In 1994 Dennis Potter knew he was going to die. The writer of such television theater masterpieces as "The Singing Detective" and "Pennies from Heaven" had just been diagnosed with untreatable cancer of the liver and pancreas. In a strange move,...
[more]In 1994 Dennis Potter knew he was going to die. The writer of such television theater masterpieces as "The Singing Detective" and "Pennies from Heaven" had just been diagnosed with untreatable cancer of the liver and pancreas. In a strange move, he agreed to talk with the BBC about his life and imminent death in a "Last Interview." What may seem like a morbid idea became a glowing, life-affirming discussion of art, a passionate demonstration of television's potential, and a real look back at a life lived fully despite chronic illness.
The interview shows the unbelievable grace of this dying man. His face is open, shoulders and neck relaxed, the years of illness only evident in hands so gnarled Potter could barely hold his beloved cigarette. It's startling to realize that these hands, which wrought 30 years of television history, had been chronicly afflicted with psoriatic arthropathy. Poignantly yet matter-of-factly, Potter discusses his relationship with pain -- during the interview he drinks liquid morphine out of a liquor flask -- and pain's relationship to his art.
His work moves through pain of all sorts, but it balances torment with pleasure and redemption. "Brimstone and Treacle" features a crippled girl who finds spiritual relief after being raped by the devil. It's grotesque, to be sure, but Potter wanted to consider how good can result from demonic acts and vice versa.
After "Blackeyes" aired in 1989, the press called Potter "TV's Mr. Filth" and labeled him a misogynist. (The latter hurt more.) But perhaps the movie, which dealt with ways men abuse women, is not so much filthy as complicated. Telling stories about the stickier sides of human relations has brought the wailing criticism of the press down on Potter.

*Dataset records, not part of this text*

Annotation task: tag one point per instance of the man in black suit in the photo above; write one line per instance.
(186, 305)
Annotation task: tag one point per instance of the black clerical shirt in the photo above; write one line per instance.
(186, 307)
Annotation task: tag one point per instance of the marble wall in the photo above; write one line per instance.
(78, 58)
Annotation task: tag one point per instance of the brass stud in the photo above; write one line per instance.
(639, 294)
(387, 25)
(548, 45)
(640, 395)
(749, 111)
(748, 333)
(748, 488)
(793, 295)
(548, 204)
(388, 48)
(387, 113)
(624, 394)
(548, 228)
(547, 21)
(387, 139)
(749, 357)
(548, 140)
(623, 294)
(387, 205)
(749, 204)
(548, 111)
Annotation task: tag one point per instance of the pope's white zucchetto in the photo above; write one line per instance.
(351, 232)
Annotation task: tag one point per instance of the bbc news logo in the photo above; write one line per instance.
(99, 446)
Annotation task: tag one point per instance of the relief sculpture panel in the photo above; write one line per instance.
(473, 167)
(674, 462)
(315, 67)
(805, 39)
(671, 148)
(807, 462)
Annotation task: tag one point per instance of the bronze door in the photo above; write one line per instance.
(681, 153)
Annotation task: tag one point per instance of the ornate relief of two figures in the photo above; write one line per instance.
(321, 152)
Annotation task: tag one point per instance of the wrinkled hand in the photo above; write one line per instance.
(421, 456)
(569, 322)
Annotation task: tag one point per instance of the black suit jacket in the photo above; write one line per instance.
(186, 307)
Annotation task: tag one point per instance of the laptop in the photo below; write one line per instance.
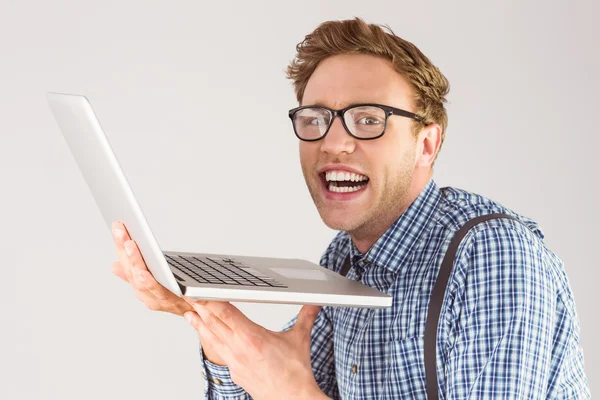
(196, 275)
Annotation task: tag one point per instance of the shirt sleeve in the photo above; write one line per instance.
(218, 384)
(508, 338)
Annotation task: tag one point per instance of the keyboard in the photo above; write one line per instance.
(222, 271)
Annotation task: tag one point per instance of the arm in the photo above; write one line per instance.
(220, 386)
(504, 315)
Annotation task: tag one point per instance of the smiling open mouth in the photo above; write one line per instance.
(344, 182)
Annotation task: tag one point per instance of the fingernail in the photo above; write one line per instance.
(118, 233)
(129, 247)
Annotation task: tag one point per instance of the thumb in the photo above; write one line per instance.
(306, 319)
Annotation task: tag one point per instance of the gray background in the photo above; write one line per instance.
(193, 98)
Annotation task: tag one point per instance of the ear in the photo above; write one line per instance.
(429, 141)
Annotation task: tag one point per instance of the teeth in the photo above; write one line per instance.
(344, 176)
(344, 189)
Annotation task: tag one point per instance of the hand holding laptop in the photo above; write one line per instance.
(133, 270)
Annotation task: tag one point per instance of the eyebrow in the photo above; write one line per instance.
(320, 103)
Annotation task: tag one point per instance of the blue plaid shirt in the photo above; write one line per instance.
(508, 326)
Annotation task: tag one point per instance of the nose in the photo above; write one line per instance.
(337, 139)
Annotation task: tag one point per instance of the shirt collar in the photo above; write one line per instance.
(392, 249)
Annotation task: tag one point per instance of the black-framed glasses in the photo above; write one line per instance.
(361, 121)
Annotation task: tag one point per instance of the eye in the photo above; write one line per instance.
(318, 121)
(370, 120)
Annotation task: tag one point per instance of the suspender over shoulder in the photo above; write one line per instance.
(436, 300)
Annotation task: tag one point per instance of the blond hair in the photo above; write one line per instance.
(331, 38)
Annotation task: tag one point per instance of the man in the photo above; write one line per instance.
(508, 326)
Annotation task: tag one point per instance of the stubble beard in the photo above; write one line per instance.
(377, 215)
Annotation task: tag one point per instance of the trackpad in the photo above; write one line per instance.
(309, 274)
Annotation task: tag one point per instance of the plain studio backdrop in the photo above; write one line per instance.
(193, 98)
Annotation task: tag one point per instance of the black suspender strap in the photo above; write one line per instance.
(345, 267)
(435, 303)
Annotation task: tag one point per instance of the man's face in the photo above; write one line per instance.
(388, 162)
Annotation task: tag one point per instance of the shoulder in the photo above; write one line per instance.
(499, 254)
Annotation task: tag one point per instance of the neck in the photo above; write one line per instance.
(364, 237)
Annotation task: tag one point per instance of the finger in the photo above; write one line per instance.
(149, 284)
(230, 316)
(207, 337)
(120, 235)
(214, 323)
(306, 319)
(117, 269)
(136, 262)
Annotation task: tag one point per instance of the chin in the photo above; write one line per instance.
(340, 222)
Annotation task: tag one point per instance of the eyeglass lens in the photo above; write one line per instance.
(364, 122)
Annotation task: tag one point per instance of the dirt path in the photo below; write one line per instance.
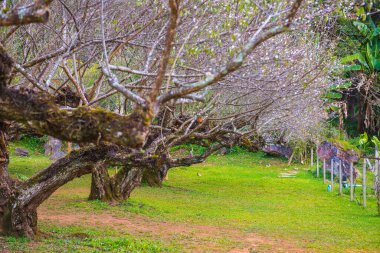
(194, 238)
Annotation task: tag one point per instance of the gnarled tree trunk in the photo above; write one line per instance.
(5, 182)
(117, 188)
(19, 215)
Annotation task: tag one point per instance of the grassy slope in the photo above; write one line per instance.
(240, 191)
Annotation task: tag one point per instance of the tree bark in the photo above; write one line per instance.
(114, 189)
(5, 181)
(20, 216)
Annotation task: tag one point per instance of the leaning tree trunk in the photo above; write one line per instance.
(117, 188)
(5, 182)
(102, 185)
(20, 217)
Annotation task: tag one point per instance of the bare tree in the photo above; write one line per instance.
(153, 58)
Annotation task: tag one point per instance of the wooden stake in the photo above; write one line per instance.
(311, 157)
(364, 184)
(332, 174)
(317, 166)
(340, 178)
(351, 181)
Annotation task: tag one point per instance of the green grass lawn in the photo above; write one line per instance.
(239, 191)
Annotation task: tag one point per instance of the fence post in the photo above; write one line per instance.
(332, 174)
(340, 178)
(317, 165)
(351, 181)
(377, 173)
(311, 157)
(364, 184)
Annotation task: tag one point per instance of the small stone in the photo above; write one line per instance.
(21, 152)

Potter saw television as an extension of the theater, a medium for thoughtful storytelling, a laboratory in which to dissect human problems. He made the BBC a crucible for incredible experiments in fantasy and realism. His work is incredibly clear but never easy; perhaps this is why it was so controversial. Even "Pennies from Heaven" used the musical form to take drama further, to interpret rather than mask humanness.
Memory, a term that gets thrown around a lot in art circles these days, is a prominent theme in Potter's work. The play "Blue Remembered Hills" casts adults in children's roles. What could have been a gimmick becomes a formal necessity; the casting was, as Potter put it, a "magnifying glass" through which to examine the past from a present perspective. In fact, Potter was adamant about staying in the present. Death made this all too clear to him: "The nowness of everything is absolutely wonderful...If you see the present tense, boy do you see it, and boy can you celebrate it."